I always look forward to the first big snowfall of the winter. In part, it’s because I can’t wait to get back on skis. But, there is a second, less-ambitious motivation for me to pray for snow: Port. If you’re looking for a tasty new tradition to acquire, I suggest sipping Port to usher in the season’s first snow. For me, Port and winter go together like, well, Port and Stilton.
I’m talking, of course, about the real stuff. There are good Port-type wines from down under and, now, even from the good ol’ U.S.A. But, just like real Champagne only comes from the Champagne region of France, real Port comes solely from the Port region of Portugal, in the Douro River Valley.
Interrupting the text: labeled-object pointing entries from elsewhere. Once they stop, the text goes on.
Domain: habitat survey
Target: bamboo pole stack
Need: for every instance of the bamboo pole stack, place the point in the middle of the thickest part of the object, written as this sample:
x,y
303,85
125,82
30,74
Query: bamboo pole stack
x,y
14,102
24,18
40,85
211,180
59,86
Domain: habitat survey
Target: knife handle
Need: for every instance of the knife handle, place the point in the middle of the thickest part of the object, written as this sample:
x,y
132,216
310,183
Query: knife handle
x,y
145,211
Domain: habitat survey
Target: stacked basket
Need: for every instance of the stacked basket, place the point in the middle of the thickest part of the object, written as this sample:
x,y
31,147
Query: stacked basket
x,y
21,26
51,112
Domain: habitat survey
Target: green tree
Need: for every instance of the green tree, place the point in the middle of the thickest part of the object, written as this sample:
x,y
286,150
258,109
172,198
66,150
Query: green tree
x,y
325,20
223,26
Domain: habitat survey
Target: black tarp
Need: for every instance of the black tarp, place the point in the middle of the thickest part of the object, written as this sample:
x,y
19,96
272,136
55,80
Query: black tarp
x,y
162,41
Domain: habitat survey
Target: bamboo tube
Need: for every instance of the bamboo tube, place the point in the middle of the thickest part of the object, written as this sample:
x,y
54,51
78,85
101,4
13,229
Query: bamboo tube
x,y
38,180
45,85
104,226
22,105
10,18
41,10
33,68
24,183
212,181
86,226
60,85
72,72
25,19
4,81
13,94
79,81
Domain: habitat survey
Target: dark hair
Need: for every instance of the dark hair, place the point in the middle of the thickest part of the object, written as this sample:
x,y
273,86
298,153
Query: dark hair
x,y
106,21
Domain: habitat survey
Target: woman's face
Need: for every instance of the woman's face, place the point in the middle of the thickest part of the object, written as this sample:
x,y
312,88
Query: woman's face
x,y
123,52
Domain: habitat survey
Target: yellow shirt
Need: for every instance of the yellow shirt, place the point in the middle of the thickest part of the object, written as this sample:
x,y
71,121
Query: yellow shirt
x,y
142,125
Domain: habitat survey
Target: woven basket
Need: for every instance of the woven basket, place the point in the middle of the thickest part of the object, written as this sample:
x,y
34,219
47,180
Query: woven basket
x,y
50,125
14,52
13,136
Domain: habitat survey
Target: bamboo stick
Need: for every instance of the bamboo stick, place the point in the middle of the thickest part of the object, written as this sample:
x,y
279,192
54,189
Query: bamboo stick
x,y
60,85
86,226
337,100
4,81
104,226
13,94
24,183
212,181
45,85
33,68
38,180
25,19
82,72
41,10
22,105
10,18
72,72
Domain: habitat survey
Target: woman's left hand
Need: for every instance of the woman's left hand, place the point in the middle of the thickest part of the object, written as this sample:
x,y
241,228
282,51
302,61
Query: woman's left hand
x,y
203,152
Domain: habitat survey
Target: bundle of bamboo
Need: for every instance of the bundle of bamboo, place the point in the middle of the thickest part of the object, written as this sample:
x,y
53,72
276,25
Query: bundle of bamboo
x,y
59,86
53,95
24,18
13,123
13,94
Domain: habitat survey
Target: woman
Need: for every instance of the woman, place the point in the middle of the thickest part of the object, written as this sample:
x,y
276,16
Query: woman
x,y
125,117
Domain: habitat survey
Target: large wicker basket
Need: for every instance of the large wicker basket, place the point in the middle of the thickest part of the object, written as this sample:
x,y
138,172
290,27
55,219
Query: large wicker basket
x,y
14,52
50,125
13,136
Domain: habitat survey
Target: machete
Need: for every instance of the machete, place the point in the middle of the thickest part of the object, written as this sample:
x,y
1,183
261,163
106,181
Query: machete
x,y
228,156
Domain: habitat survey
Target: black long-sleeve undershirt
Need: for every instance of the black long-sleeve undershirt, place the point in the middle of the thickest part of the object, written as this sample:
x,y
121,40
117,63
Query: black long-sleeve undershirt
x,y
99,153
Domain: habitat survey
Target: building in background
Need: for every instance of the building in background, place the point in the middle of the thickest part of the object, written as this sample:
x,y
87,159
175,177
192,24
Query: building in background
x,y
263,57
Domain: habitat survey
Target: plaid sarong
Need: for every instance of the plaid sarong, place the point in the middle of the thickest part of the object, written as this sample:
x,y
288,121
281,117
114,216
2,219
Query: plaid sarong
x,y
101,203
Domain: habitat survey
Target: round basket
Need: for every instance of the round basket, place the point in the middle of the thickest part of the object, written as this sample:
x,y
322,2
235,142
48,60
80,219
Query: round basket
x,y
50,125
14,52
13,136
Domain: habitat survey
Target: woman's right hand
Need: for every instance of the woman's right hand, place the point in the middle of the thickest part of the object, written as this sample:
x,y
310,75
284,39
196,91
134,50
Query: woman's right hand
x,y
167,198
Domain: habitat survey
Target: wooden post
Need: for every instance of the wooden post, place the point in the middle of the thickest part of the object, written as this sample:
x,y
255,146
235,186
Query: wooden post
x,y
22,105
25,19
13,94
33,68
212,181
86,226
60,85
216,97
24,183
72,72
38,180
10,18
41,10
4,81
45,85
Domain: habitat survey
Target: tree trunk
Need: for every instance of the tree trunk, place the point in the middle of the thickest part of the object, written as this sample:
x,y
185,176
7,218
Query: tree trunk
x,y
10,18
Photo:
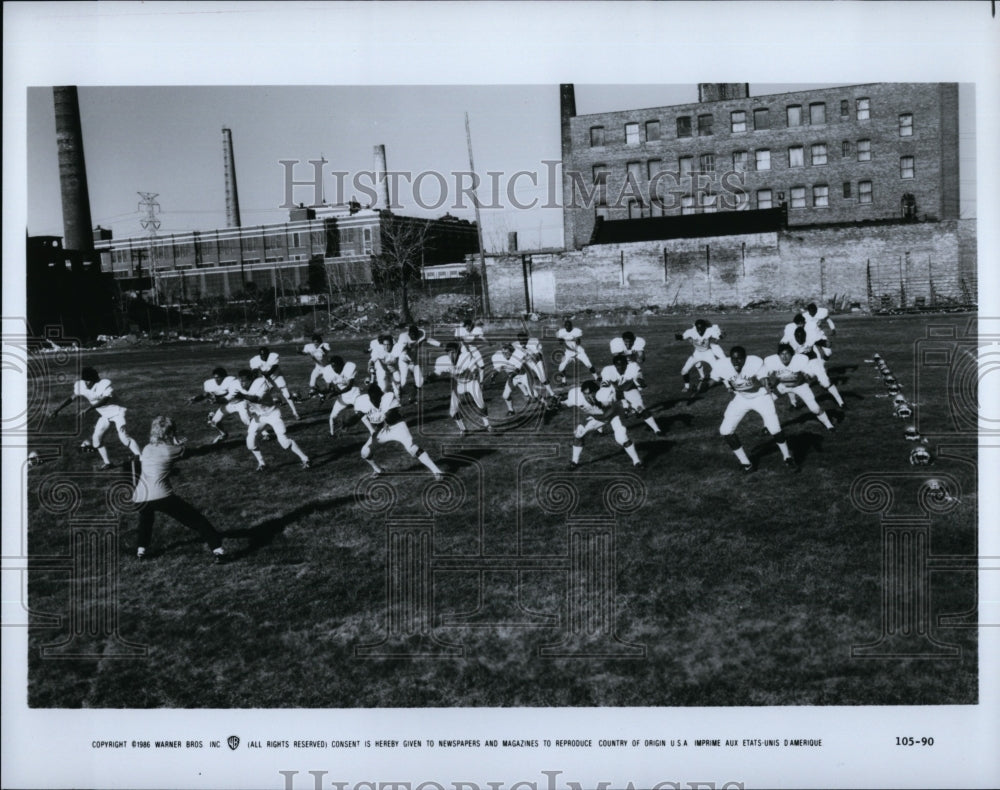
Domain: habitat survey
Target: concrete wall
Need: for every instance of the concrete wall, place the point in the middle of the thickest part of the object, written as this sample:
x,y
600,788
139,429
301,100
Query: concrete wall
x,y
911,261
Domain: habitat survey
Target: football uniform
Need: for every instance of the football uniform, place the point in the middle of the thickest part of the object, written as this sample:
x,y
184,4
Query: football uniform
x,y
749,394
109,412
318,352
572,348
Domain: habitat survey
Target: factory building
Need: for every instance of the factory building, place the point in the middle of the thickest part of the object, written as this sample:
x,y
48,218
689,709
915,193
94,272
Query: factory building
x,y
881,151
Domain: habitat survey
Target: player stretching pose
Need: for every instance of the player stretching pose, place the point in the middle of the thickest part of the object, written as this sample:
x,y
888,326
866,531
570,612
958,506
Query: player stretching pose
x,y
465,366
789,374
573,349
381,415
634,348
743,376
264,410
101,397
266,363
382,364
600,406
339,376
510,363
534,360
407,355
224,390
626,378
318,350
703,337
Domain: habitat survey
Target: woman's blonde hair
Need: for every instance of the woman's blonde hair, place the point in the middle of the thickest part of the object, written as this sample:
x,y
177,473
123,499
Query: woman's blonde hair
x,y
161,429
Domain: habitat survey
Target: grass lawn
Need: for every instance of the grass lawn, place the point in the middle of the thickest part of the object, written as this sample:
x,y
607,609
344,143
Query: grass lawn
x,y
514,582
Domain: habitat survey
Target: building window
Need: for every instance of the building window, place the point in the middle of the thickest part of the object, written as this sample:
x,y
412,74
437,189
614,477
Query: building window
x,y
864,192
906,124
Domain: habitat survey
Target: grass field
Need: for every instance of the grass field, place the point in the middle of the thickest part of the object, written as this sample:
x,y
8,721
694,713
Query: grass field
x,y
515,582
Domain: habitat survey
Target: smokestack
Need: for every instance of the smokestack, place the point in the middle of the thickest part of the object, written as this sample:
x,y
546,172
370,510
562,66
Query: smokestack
x,y
380,175
77,232
229,166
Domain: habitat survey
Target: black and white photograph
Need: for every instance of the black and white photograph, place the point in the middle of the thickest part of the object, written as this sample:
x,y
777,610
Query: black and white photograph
x,y
480,395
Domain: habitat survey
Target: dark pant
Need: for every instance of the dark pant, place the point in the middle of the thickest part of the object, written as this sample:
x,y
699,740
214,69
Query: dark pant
x,y
175,507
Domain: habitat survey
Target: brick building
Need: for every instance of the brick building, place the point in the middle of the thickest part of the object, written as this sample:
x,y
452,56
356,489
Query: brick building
x,y
185,267
879,151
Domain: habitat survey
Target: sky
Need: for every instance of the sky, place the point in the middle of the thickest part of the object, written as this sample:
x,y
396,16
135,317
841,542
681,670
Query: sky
x,y
167,140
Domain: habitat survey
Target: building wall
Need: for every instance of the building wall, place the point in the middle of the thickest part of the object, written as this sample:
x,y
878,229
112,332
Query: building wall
x,y
933,145
904,262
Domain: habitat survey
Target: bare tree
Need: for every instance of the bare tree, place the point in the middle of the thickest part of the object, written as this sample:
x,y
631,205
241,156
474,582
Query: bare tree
x,y
400,257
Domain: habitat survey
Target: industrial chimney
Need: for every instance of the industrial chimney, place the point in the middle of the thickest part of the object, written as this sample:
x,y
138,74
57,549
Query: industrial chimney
x,y
380,177
229,166
77,231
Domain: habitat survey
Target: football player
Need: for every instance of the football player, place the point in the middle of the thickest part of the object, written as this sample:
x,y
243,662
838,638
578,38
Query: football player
x,y
802,344
339,377
464,364
381,414
223,390
264,410
534,360
816,315
789,374
382,368
511,364
573,350
627,380
703,337
100,395
597,406
744,376
267,364
407,355
317,350
634,348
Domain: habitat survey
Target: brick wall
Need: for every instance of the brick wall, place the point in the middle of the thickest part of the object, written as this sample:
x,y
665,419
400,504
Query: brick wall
x,y
793,265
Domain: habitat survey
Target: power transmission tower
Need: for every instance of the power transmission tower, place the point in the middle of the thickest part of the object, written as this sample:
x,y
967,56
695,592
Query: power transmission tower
x,y
150,223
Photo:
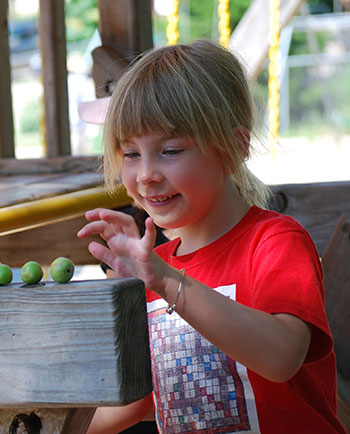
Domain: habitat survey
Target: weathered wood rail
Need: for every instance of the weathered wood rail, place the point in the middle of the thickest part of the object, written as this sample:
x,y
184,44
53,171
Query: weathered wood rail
x,y
68,348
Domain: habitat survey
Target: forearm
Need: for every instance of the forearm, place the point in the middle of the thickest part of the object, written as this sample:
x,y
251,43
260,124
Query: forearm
x,y
112,420
274,346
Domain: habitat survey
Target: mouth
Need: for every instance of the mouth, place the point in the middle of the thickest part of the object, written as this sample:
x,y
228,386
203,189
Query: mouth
x,y
159,200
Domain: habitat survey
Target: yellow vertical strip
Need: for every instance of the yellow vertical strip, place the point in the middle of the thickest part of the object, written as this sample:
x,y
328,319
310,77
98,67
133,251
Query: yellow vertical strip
x,y
172,30
274,64
224,22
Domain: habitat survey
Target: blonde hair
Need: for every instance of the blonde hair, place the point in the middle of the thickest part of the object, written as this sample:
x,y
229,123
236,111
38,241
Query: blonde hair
x,y
198,91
It was in the Douro River area that British wine merchants in the late 1670s discovered how fortifying relatively simple Douro wines with brandy not only made them “shockproof” for shipping in warm weather, but also resulted in a sweet but powerful wine. As a result, British entrepreneurs essentially invented the Port business, which is why well-known Port has names like Dow, Graham’s, Cockburn, Sandeman, Smith Woodhouse, Taylor Fladgate and Warre’s. For centuries, the Brits made and marketed the stuff, as well as drank most of it. Today, the United States constitutes the world’s biggest market for vintage Port.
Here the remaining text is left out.